One smile-sheet question he used pointed to results that suggested that learners felt they had gained awareness of concepts, but they might not be fully able to put what they learned into practice. This raised a red flag, so Brett examined results from another question on the amount of practice received in the workshop. The learners told him that practice was only a little more than 50% of the workshop, and Brett used this information to consider changes for adding more practice.

He also used a question to get a sense of whether the spacing effect was utilized to support long-term remembering–a key research-based learning approach. He got good news there–so that even in a one-day workshop–many learners felt repetitions were delivered after a delay of an hour or more. Good instructional design!

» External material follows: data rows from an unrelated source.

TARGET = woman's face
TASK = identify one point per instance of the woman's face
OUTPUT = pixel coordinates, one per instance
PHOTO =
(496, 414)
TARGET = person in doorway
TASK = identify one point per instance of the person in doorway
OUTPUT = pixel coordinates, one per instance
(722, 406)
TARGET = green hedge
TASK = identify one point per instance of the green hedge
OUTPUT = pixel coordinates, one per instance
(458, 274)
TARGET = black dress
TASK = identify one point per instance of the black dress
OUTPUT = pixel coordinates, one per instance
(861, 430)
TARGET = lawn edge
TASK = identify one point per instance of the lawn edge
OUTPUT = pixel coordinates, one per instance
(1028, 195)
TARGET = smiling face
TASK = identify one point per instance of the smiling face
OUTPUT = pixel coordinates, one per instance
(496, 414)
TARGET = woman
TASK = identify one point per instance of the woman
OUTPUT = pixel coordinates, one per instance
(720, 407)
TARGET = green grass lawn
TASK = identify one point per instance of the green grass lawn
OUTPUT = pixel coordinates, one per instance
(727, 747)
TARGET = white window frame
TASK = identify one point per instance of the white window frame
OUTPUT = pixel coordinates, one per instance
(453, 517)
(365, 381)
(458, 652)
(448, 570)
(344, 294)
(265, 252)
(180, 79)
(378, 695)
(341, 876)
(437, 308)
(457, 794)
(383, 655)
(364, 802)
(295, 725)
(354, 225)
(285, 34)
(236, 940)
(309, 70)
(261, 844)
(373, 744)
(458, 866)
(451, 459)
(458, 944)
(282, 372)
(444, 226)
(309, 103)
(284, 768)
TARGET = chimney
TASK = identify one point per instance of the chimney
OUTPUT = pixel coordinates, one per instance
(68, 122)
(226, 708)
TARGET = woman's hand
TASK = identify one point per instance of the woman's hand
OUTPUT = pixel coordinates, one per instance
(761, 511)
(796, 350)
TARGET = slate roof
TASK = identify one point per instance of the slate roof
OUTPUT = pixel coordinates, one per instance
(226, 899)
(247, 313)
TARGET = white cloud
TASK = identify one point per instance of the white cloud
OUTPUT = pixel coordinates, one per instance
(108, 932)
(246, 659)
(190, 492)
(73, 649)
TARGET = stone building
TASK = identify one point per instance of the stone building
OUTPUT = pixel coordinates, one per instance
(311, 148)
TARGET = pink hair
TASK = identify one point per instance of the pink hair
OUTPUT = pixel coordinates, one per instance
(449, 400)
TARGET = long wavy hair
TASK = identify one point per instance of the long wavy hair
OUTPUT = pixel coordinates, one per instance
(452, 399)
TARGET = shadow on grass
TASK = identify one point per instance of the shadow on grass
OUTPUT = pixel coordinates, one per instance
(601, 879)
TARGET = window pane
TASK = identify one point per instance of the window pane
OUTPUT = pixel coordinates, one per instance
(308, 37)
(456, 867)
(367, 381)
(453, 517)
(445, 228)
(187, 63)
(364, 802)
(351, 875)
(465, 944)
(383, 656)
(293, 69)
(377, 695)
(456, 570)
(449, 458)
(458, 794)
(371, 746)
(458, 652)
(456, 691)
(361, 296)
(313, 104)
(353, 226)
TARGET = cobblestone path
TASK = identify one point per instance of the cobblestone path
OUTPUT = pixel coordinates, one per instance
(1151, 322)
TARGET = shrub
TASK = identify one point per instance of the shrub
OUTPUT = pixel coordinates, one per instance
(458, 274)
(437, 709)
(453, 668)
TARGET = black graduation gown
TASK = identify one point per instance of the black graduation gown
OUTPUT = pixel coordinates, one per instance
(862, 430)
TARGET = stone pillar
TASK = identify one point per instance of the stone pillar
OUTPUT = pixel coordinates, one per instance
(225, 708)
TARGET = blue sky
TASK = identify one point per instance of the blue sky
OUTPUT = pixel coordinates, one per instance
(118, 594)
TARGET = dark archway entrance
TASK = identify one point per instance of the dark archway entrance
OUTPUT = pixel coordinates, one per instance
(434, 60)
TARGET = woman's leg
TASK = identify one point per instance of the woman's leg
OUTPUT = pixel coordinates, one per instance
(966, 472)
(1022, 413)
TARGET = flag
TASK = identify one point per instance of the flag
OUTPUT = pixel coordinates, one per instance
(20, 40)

For a century or more, our learner-feedback questions have focused on satisfaction, course reputation, and other factors that are NOT directly related to learning effectiveness. Now we have a new methodology, first described in the award-winning book, Performance-Focused Smile Sheets: A Radical Rethinking of a Dangerous Art Form. We ought to use this to get feedback about what we can do better.

Brett offers a wonderful case study from his work teaching a course offered through ISPI (Developed by Dr. Roger Chevalier). We are no longer hogtied with evaluations that provide us with bogus information. We can look for ways to get better feedback, improve our learning interventions, and get better results.